A firm favourite of mine when I lived in Herford in West Germany. This recipe comes from a German friend of mine who lives in Bavaria, and is delicious served with sour cream, dumplings or noodles - oh yes, don't forget the crusty sourdough bread as well! Although this is nice served with the above accompaniments, it is essentially a one pot meal which is sufficient to feed most hungry families. It can be cooked on the top of the stove or in a crock pot; the latter method is my favourite, especially when I am very busy or I need to go out!

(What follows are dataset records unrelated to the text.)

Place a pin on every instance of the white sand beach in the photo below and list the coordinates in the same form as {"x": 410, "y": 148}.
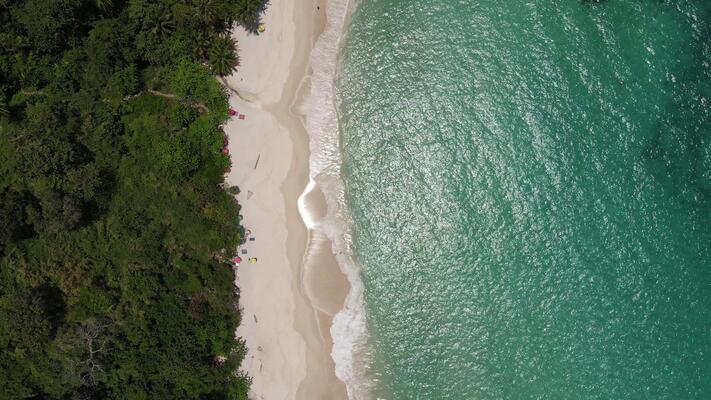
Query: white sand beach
{"x": 288, "y": 300}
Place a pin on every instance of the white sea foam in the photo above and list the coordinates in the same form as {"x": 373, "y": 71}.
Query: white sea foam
{"x": 349, "y": 328}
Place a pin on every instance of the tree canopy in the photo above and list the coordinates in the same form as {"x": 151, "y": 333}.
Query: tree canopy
{"x": 114, "y": 280}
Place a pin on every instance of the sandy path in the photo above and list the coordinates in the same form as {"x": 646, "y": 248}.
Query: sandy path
{"x": 287, "y": 307}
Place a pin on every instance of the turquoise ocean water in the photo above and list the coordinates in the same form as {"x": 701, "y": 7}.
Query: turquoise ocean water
{"x": 530, "y": 189}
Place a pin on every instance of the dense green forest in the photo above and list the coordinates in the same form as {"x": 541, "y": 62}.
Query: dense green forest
{"x": 116, "y": 227}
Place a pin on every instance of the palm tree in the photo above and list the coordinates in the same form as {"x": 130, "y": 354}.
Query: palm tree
{"x": 223, "y": 55}
{"x": 203, "y": 42}
{"x": 208, "y": 9}
{"x": 104, "y": 5}
{"x": 162, "y": 25}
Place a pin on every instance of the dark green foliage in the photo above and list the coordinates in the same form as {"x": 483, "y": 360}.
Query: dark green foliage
{"x": 115, "y": 228}
{"x": 223, "y": 58}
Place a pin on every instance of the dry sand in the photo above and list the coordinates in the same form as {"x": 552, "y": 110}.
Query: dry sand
{"x": 290, "y": 295}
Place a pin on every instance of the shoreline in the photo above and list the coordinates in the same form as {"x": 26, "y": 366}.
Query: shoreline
{"x": 289, "y": 297}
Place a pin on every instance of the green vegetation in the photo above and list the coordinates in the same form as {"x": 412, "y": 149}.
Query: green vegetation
{"x": 116, "y": 231}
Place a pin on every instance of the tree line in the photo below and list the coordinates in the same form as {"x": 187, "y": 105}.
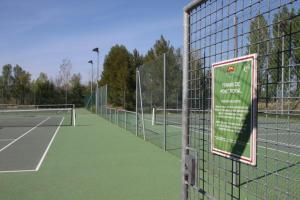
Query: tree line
{"x": 18, "y": 87}
{"x": 119, "y": 73}
{"x": 276, "y": 40}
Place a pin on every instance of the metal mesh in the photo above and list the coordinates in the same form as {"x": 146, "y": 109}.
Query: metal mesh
{"x": 220, "y": 30}
{"x": 159, "y": 98}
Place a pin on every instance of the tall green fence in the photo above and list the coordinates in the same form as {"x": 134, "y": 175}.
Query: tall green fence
{"x": 157, "y": 117}
{"x": 219, "y": 30}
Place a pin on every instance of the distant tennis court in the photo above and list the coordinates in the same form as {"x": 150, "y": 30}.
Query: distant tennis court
{"x": 26, "y": 136}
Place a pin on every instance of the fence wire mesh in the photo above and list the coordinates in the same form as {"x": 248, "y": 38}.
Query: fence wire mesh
{"x": 220, "y": 30}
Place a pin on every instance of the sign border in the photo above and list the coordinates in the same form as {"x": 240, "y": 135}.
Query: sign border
{"x": 253, "y": 136}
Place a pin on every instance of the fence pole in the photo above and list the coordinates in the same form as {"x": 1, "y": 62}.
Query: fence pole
{"x": 125, "y": 120}
{"x": 106, "y": 98}
{"x": 136, "y": 102}
{"x": 185, "y": 117}
{"x": 235, "y": 164}
{"x": 142, "y": 109}
{"x": 165, "y": 117}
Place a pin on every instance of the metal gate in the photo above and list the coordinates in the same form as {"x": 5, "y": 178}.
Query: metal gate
{"x": 217, "y": 30}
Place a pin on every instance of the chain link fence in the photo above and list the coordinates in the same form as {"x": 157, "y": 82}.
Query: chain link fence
{"x": 158, "y": 103}
{"x": 219, "y": 30}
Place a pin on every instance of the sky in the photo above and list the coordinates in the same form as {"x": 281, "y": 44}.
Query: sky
{"x": 39, "y": 34}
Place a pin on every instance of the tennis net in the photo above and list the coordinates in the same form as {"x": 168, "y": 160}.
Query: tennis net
{"x": 34, "y": 117}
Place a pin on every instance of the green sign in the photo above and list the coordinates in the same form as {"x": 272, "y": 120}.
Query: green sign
{"x": 233, "y": 123}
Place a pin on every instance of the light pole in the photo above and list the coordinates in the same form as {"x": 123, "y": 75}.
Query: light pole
{"x": 91, "y": 62}
{"x": 97, "y": 78}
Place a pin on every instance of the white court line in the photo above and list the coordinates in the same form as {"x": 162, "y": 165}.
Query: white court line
{"x": 15, "y": 140}
{"x": 15, "y": 171}
{"x": 6, "y": 140}
{"x": 48, "y": 147}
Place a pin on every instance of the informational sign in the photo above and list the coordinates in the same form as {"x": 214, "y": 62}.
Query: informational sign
{"x": 234, "y": 105}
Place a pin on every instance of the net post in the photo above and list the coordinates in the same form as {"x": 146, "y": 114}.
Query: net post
{"x": 136, "y": 102}
{"x": 165, "y": 125}
{"x": 125, "y": 120}
{"x": 117, "y": 116}
{"x": 142, "y": 109}
{"x": 153, "y": 116}
{"x": 73, "y": 116}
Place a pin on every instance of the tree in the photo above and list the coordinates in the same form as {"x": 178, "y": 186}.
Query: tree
{"x": 64, "y": 76}
{"x": 151, "y": 75}
{"x": 77, "y": 90}
{"x": 6, "y": 81}
{"x": 117, "y": 74}
{"x": 259, "y": 43}
{"x": 21, "y": 84}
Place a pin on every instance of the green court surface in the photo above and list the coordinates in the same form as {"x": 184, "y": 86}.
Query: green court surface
{"x": 97, "y": 160}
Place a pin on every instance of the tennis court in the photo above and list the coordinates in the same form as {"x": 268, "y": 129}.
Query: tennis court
{"x": 93, "y": 160}
{"x": 26, "y": 136}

- 2 lbs lean and trimmed stewing beef
- 2 big onions, peeled and diced
- 2 -4 tablespoons olive oil
- 1 tablespoon dried herbs (such as thyme, rosemary and marjoram)
- 3 -4 teaspoons sweet red paprika
- 2 large carrots, peeled and diced
- 4 potatoes, peeled and diced
- 1 (425 g) canpeeled tomatoes
- 1 tablespoon tomato puree
- 2 teaspoons garlic powder or 2 peeled crushed fresh garlic cloves
- 1 teaspoon caraway seed
- 0.5 (325 ml) bottle red wine
- salt & freshly ground black pepper
- sour cream, to serve
- Heat olive oil in a casserole, add meat and pan fry until brown.
- Add onion and heat until transparent.
- Then add carrots, potatoes and herbs and stir for a few minutes.
- Add red wine, tomatoes, tomato puree, garlic powder and caraway seeds - simmer for about 2 to 3 hours, adding some water if necessary.
- Crock pot: cook in a crock pot on high for 4 to 5 hours - reduce the liquid if cooking this way to about 1/4 bottle red wine.
- Serve with sour cream, dumplings or noodles.(And crusty bread - such as German Sourdough bread.).